Columnist Jeff German: Snitch’s credibility questioned
Sunday, Aug. 13, 2000 | 9:13 a.m.
Jeff German is the Sun's senior investigative reporter. He can be reached at (702) 259-4067 or by e-mail at german@lasvegassun.com.
You name the crime -- short of murder -- and David Gomez probably has committed it.
Gomez, a reputed member of the Mexican Mafia, has convictions for battery, rape, assault with a deadly weapon, burglary and perjury.
While facing lengthy prison time, he has become adept at earning favors from his jailers by snitching on fellow inmates. He has become the rat of all jailhouse rats, attaching himself to high-profile cases.
A couple of years ago Gomez reportedly helped prosecutors from his Los Angeles jail cell convict Mikhail Markhasev of killing Bill Cosby's son, Ennis. Later in Las Vegas he gave corrections officers the lowdown on his ex-Mexican Mafia pals.
And now he has thrust himself into the Ted Binion murder case, the most well-publicized criminal proceeding of all time in Las Vegas.
But this time he's working for the defense.
He has become important to Rick Tabish and Sandy Murphy as they try to persuade District Judge Joseph Bonaventure to toss out their murder convictions in Binion's Sept. 17, 1998, death.
Gomez supposedly is prepared to testify Monday that Chief Deputy District Attorney David Roger conspired with Clark County Detention Center officials to plant him in the same protective custody cell block with Tabish to steal his confidential defense notes.
Courthouse insiders who know how straight and ethical Roger is have gotten a big laugh out of that claim.
Roger simply says there was no such plot. He says he spent months generating more than 40,000 pages of documents in the Binion investigation and didn't need additional paperwork from a lying snitch to convict Murphy and Tabish.
To demonstrate how clever Gomez is at deception, Roger points to his recent federal conviction for perjury.
It turns out that Gomez snookered FBI agents when they arrested him here in 1996 on bank robbery charges. He passed himself off as Robert Herndon, who happened to be a dead man.
Before agents could confirm his true identity through fingerprints, Gomez pleaded guilty and received a lighter sentence than he would have if his real criminal record had been disclosed.
Agents, however, had the last laugh.

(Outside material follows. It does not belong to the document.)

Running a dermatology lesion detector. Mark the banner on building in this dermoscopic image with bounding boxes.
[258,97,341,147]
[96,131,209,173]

They later charged and convicted Gomez of perjury for lying about his identity.
William Terry, a seasoned defense lawyer representing Tabish, is well aware that Gomez, who's now in federal custody, has a huge credibility problem. Terry knows that if Gomez actually testifies under oath Monday, prosecutors will have a field day with him.
"We're not defending Gomez," he says. "We're in the position that the state typically is in when they put a jail informant on the witness stand. The informant's credibility is always subject to attack, and we expect that will happen here.
"But there will be independent corroboration of what he indicates."
The defense, meanwhile, isn't helped by a just-disclosed jailhouse memo in which Gomez tells a corrections officer that he was going to be paid by Tabish to trash Roger and company.
The memo brings back memories of the murder trial, when Jason Frazer, a former Tabish business associate, testified that Tabish had hatched a plot from his jail cell to pay off witnesses to give him an alibi in Binion's death.
Gomez himself has been a bad witness for the defense in the past.
When the allegations of the plot to plant him next to Tabish first surfaced in February, Gomez took the Fifth Amendment and refused to answer questions on the witness stand. Then he told reporters there was no such scheme.
And now that he's no longer residing at the county jail, he says the conspiracy took place after all.
Terry may know something we don't. But Gomez doesn't seem like someone you'd want in your corner when your freedom is at stake.